De todas as séries de super-heróis no ar atualmente, Luke Cage é a mais ousada, a mais complexa e, provavelmente, a mais relevante. Ela foi a terceira iniciativa da Marvel junto à Netflix e, se não é perfeita (sua trama por vezes é confusa, com informações em excesso, estrutura muito semelhante à das “irmãs” Jessica Jones e Demolidor, etc), apresenta uma história em que o contexto social é complexo, além de abordar um assunto comumente relegado ao esquecimento no universo dos quadrinhos: o ser negro. O show também explora o gênero blaxploitation, o racismo institucional da força policial e da mídia, que manipulam ao seu bel prazer a narrativa do heroísmo de Cage, distorcendo a narrativa conforme o que lhes interessa.
Luke Cage é, obviamente, um protagonista negro com muitas texturas, mas é na vulnerabilidade em ser negro no mundo (e aqui é importante lembrar que a série vai ao ar em um momento que os Estados Unidos vivem uma forte tensão racial) que a série encontra uma força única: como negar a irônica indestrutibilidade do herói frente a uma população que sofre diariamente na pele a cruel realidade?

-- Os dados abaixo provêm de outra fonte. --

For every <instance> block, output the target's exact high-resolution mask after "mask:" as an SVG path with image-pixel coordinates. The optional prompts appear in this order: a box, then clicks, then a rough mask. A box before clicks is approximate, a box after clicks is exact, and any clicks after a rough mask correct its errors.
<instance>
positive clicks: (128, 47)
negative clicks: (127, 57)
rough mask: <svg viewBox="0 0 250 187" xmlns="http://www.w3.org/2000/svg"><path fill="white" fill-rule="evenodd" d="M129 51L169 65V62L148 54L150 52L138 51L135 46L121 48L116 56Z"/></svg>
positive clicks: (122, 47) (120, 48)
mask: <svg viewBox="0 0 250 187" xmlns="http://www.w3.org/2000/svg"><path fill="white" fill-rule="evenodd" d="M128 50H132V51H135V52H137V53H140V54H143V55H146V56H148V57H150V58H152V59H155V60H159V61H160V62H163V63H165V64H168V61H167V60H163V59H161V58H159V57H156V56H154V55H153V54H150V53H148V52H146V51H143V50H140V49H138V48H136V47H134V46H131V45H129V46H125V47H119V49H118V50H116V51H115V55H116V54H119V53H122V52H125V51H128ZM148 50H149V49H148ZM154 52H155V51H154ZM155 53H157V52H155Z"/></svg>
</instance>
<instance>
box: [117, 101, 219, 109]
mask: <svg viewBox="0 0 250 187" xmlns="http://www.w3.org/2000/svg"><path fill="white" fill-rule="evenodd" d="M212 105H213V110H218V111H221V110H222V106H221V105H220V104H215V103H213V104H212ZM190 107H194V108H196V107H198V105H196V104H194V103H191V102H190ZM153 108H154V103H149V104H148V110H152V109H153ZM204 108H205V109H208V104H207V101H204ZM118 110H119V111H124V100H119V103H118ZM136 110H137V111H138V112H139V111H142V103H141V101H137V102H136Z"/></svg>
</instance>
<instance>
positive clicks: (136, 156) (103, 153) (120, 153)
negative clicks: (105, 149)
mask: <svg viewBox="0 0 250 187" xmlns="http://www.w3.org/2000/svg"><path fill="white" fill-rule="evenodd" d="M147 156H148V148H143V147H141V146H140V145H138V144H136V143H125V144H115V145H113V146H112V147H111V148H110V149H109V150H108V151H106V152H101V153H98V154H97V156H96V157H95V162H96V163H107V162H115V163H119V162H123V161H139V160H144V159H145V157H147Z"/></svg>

Como foi no caso da primeira temporada de Jessica Jones, há um pequeno problema de ritmo na série, que demonstra lentidão em seus primeiros episódios. Aqui fica a sensação de que Luke Cage tenta ser muitas coisas distintas ao mesmo tempo, explorando muitos caminhos. Em alguma medida, são estas escolhas que conferem ao show essa característica ambiciosa. Uma característica positiva de Luke Cage são seus personagens principais, bem como os atores que os interpretam, um time de primeira, algo bastante raro nas séries baseadas em heróis de quadrinhos.

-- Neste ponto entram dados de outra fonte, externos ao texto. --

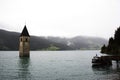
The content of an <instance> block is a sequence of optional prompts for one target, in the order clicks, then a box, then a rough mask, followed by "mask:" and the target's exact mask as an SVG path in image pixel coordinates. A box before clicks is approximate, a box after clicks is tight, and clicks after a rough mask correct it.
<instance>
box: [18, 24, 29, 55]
mask: <svg viewBox="0 0 120 80" xmlns="http://www.w3.org/2000/svg"><path fill="white" fill-rule="evenodd" d="M19 56H20V57H29V56H30V35H29V33H28V30H27V27H26V25H25V26H24V29H23V31H22V33H21V34H20V38H19Z"/></svg>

Como negar a irônica indestrutibilidade do herói frente a uma população que sofre diariamente na pele a cruel realidade?
A temporada inicia mostrando Luke (Mike Colter), um homem aparentemente normal, trabalhando em uma barbearia do Harlem, zona da cidade controlada por Cornell Stokes (Mahershala Ali), dono de uma boate e envolvido com o crime, e sua prima, a vereadora Mariah Dillard (Alfre Woodard), uma política ambiciosa que esconde sua monstruosidade atrás de discursos falsos sobre sua paixão pelas famílias que compõem a comunidade.
Diferente dos outros super-heróis, Cage não combate o crime inicialmente. Mas a ambição de Stokes e Dillard por mais poder, dinheiro e influência sobre o bairro leva a que Cage assuma involuntariamente o papel de defensor daquelas pessoas. Contudo, isto passa a chamar a atenção da detetive Misty Knight (Simone Missick), que precisa entender quem é Cage no meio desta guerra que acontece no submundo do Harlem.

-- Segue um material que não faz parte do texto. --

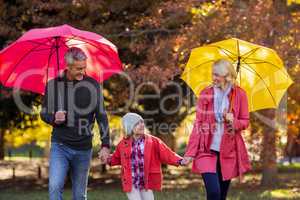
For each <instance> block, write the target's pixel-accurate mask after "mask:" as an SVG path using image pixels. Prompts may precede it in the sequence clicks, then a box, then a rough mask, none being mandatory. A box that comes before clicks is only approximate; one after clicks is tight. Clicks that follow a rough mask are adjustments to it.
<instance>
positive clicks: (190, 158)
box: [183, 59, 251, 200]
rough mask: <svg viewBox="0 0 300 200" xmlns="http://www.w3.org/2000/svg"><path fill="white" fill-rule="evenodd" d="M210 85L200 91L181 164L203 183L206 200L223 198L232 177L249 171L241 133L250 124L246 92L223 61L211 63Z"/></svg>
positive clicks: (218, 199) (243, 141)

É ao não definir se pretende esmiuçar as origens de Cage, desenvolver um drama político ou falar sobre a corrupção na polícia de Nova Iorque que se cria uma confusão na série. Essa falta de coesão causa problemas em determinados momentos, enquanto em outros cria forças independentes que acrescentam camadas à série e prendem a atenção do público.
Por sorte, a reta final da temporada consegue dinamizar a trama e canalizar os vários enredos em uma narrativa coerente e realmente relevante, ao mesmo ponto em que coloca a presença de Luke Cage em xeque: afinal, ele é uma ameaça ou um herói? E mais: como é possível um herói negro sobreviver em um sistema que deseja seu sumiço? E por último, mas não menos importante, como ele, apesar de todo horror que assiste, ainda deseja ser um herói?
A nova temporada está programada para ir ao ar em junho deste ano.